一般的に、逮捕されたとしても、裁判で有罪とされるまでは必ずしもその人が本当に犯罪を行ったかどうかは定かではありません。

私が経験している限りでも、逮捕された場合であっても起訴まで至らずに釈放されるケースは何度もありますが、逮捕時に実名報道されてしまうと、その被害の回復はまず困難です。当該報道機関で不起訴となったなどと報道してくれればまだ緩和される余地はあるのでしょうが、私の知る限り、一般の事件ではほぼこのような後追いの報道はされていないのが現状です。
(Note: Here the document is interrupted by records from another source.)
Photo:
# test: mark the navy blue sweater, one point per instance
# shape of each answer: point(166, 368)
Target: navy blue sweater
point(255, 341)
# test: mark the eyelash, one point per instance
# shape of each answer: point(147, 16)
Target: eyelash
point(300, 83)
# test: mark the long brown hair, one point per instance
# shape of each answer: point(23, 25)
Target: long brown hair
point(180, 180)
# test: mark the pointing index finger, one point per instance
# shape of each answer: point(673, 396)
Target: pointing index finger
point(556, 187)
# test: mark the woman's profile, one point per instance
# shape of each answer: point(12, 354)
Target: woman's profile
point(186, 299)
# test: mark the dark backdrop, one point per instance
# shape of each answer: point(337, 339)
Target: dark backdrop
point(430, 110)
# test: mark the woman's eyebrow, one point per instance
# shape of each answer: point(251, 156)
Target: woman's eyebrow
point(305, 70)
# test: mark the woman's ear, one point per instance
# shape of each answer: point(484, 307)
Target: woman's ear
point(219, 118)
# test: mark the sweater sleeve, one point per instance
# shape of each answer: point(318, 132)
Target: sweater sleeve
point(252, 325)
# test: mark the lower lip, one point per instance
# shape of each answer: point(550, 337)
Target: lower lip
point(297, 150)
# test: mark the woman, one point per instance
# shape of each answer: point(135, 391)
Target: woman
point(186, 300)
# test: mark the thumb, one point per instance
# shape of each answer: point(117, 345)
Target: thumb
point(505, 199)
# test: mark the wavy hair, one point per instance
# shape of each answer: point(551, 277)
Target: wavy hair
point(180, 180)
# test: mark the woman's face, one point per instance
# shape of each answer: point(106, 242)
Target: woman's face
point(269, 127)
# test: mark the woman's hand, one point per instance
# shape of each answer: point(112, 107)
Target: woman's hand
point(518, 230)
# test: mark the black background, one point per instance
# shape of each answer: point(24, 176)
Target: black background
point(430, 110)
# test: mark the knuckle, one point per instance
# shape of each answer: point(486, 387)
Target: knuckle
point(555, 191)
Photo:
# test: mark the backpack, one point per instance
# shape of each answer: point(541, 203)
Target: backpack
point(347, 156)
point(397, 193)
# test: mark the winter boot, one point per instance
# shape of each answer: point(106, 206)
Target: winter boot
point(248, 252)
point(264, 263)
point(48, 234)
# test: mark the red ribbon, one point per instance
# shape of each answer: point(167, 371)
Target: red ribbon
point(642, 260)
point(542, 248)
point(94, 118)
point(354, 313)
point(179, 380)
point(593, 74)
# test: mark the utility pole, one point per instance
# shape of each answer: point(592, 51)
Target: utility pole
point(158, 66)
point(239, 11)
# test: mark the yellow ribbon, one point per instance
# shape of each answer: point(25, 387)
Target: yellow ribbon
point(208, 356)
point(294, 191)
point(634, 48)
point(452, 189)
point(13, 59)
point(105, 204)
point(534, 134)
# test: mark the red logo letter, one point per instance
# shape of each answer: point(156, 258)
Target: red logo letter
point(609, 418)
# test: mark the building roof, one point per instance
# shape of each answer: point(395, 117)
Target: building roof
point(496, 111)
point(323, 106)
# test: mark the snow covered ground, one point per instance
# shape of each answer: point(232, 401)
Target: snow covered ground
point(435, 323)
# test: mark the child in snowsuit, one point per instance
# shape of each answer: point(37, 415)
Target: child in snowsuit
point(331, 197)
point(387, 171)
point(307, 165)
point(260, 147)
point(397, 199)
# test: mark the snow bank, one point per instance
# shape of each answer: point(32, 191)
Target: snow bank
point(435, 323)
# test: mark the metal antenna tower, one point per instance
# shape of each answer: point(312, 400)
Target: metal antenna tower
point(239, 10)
特に現在では、インターネット上に転載されてしまうこと等によって、半永久的に逮捕された旨の情報が流れてしまい、社会復帰の大きな妨げになるなど、その弊害が大きくなってきています。(この点に関しては「忘れられる権利」として今大きく問題になっているところです。)

この点からしても常陽新聞の報道姿勢は素晴らしいと常々思っており、購読継続することで陰ながら応援したいなと思っています。

、、とはいっても現時点では横に他の新聞を並べてしまうとほぼ分かってしまうのですが、取り組みとしては素晴らしいと思います。